Branching Strategies

Branching as described in the previous section is a means to keep the develop-test-release cycle running smoothly. The strategy depends upon a programming team to finish a defined goal or task. This task is something that can be done with in a small time limit - usually a week or two, but sometimes as long as a month. This task should be something that is atomic and testable too. If you define a too large a unit as a task, then development may take too long, testing will be idle, and the integration of the work into the release will be delayed. This could affect the development of other parts of the project which depends upon this work.

Normally, branching would seem to be tasked based, but naming a branch for a task is rarely done. Instead, branching is handled in several different ways.


Single Branch Development

In smaller shops, the programming team may consist of one or two people who do most of the testing themselves. In such shops, the programmers work together in close synchronization, and it is possible for the programmers to work in such tight coordination with each other, that they all work on the same defined task. After the task is complete, the programmers might do the testing. In such a tightly run shop, it isn't unusual for all programmers to work off of the same branch.

In the following case, all work was done in the release was done on a single development branch. When the task is complete, the programmers, as a group do almost all of the testing, and correct bugs found in the program.
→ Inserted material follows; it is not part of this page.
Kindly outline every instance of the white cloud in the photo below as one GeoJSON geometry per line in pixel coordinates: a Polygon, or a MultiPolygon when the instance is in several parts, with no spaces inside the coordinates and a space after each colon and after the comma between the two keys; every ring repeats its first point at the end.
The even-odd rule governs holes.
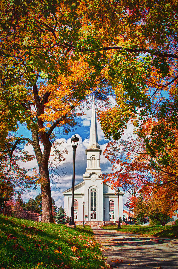
{"type": "MultiPolygon", "coordinates": [[[[113,100],[111,100],[113,103],[114,101],[113,100]]],[[[90,126],[91,110],[87,110],[86,109],[85,112],[86,114],[81,117],[82,126],[80,127],[80,128],[82,128],[82,126],[84,127],[89,126],[90,126]]],[[[102,150],[102,154],[100,156],[102,172],[103,174],[112,172],[112,170],[111,164],[108,160],[103,155],[103,152],[106,148],[107,143],[106,142],[104,144],[101,144],[102,141],[103,143],[103,140],[104,140],[105,139],[101,126],[98,121],[97,129],[99,143],[100,144],[100,149],[102,150]]],[[[126,133],[129,133],[133,132],[133,129],[134,127],[133,125],[130,123],[128,124],[127,129],[125,132],[126,134],[126,133]]],[[[88,132],[88,136],[87,136],[87,138],[85,138],[84,141],[82,140],[82,138],[81,135],[78,134],[76,134],[79,138],[79,140],[78,146],[76,151],[75,184],[79,183],[83,180],[83,175],[86,171],[87,166],[87,156],[85,154],[85,150],[87,148],[89,142],[89,131],[88,132]]],[[[81,135],[82,135],[82,134],[81,135]]],[[[86,137],[86,134],[85,134],[85,136],[86,137]]],[[[127,137],[127,135],[125,134],[122,136],[122,138],[126,139],[127,137]]],[[[65,173],[65,176],[62,178],[59,178],[59,182],[57,184],[57,187],[56,186],[56,180],[54,180],[53,184],[51,186],[52,196],[55,201],[56,204],[58,207],[61,204],[63,206],[64,206],[64,198],[62,193],[62,192],[72,187],[73,151],[71,146],[71,138],[69,137],[67,140],[64,138],[58,138],[56,141],[56,142],[62,141],[63,142],[61,145],[58,146],[57,148],[59,149],[61,151],[66,149],[68,152],[68,154],[65,156],[66,158],[65,161],[63,163],[60,163],[60,166],[65,173]]],[[[31,145],[25,145],[24,146],[24,149],[28,151],[31,154],[34,154],[33,149],[31,145]]],[[[52,161],[52,157],[50,157],[50,161],[52,161]]],[[[55,163],[56,164],[57,163],[57,160],[56,161],[55,163]]],[[[22,164],[22,165],[23,166],[24,165],[24,163],[22,164]]],[[[37,162],[36,159],[25,164],[24,166],[27,168],[35,167],[37,170],[38,169],[37,162]]],[[[60,172],[60,166],[58,165],[57,167],[59,173],[62,175],[62,172],[61,171],[60,172]]],[[[30,199],[30,197],[34,198],[40,193],[40,191],[39,189],[35,191],[32,191],[30,192],[27,192],[23,195],[22,198],[25,201],[27,201],[30,199]],[[24,198],[24,197],[26,198],[24,198]]],[[[124,196],[123,204],[125,202],[127,198],[127,194],[125,194],[124,196]]]]}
In the following diagram, testing is complete, and the program is merged onto the main branch and labeled for outside testing for customer acceptance.
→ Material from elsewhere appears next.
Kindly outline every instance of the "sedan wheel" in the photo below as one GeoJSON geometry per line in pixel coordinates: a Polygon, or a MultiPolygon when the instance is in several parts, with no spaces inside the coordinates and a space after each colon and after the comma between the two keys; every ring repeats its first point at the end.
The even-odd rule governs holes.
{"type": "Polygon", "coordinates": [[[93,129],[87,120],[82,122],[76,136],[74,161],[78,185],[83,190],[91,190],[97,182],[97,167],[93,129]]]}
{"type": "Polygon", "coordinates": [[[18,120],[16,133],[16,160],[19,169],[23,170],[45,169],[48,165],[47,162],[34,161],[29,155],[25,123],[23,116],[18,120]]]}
At this point, an external test team will check for remaining bugs. Meanwhile, branch is renamed (in this case, /dev_jan_31), and a new branch called /dev is created:

While work is going on with the new development branch, a test team is testing the release INT_REL_1.0 for problems. If the work on /main/dev is complete, and no further problems are found, then the new /main/dev is renamed (in this case, /main/dev_feb_15) and merged onto /main. Finally, the new /main/LATEST is labeled as a release:

However, if an error was discovered in /main/LATEST, the error can be corrected on the old /main/dev branch (in this case, /main/dev_jan_31). Once the bug has been corrected and retested, it is merged onto /main again, and possibly merged into the new development work too:

In some sites, if the corrections are minor, the change is made on /main itself. Remember that the programmer thoroughly tested the release before it was merged onto /main in the first place:

As you can see in this strategy, /main is used for releases, and most work takes place on the single side branch. Because there is only a single branch involved, merging is fast and easy with no contentions. However, only a single person can work on this file at a time because there is only a single branch available. Also, all development work on that branch must cease at the same time when that branch is renamed.
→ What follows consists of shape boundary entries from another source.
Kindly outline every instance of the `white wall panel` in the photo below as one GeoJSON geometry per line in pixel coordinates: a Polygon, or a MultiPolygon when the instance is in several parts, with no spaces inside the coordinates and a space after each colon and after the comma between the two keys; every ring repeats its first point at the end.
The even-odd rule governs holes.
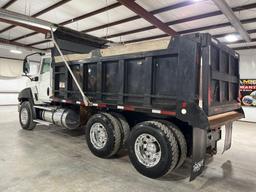
{"type": "MultiPolygon", "coordinates": [[[[240,78],[256,79],[256,50],[241,50],[240,53],[240,78]]],[[[245,118],[243,120],[256,122],[256,108],[243,107],[245,118]]]]}

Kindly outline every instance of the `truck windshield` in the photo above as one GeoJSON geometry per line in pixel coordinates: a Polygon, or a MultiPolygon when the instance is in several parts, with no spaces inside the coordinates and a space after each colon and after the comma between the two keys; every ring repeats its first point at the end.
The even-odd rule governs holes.
{"type": "Polygon", "coordinates": [[[50,71],[51,58],[43,58],[41,74],[50,71]]]}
In larger shops, this not only might not be possible, but not even desirable. Imagine the effort it would take to get seven or eight programmers to synchronize their development cycles. Imagine how much work must be done to test the changes. And, seven or eight programmers is considered a small ClearCase sight. Imagine 40 or 50 programmers attempting to do the same thing.


Task Branching

Another way to branch is branching by task where each task is given its own branch, and this is one of the most popular ways to use branching. However, very few ClearCase sites actually name their branches after the task. Instead, most name the branches after the user ID of the various programmers. There is a reason for this. Most programmers only work on a single task at a time. It is not that the programmer is only assigned a single task, but that it is easier to work on a single task in order to complete it before continuing. Tasks are also usually assigned to a single programmer, so using a branching scheme where each programmer has their own private branch actually works very well.

The Task branching works well in a large shop programmers will tend to finish their tasks at different times which means that changes will be at a constant steady rate. Testing is now done on a smaller set of changes, and on a more regular basis. As each task passes testing, it can be incorporated into the build at a steady rate.

In the following example, there are two source files (foo.h and bar.c) and two programmers (first and second). Each programmer will use their own branch (called first and second). Each of these programmers are branching off of the last tested internal release called INT_REL_1.3. This is true although there may be a more recent version of the program.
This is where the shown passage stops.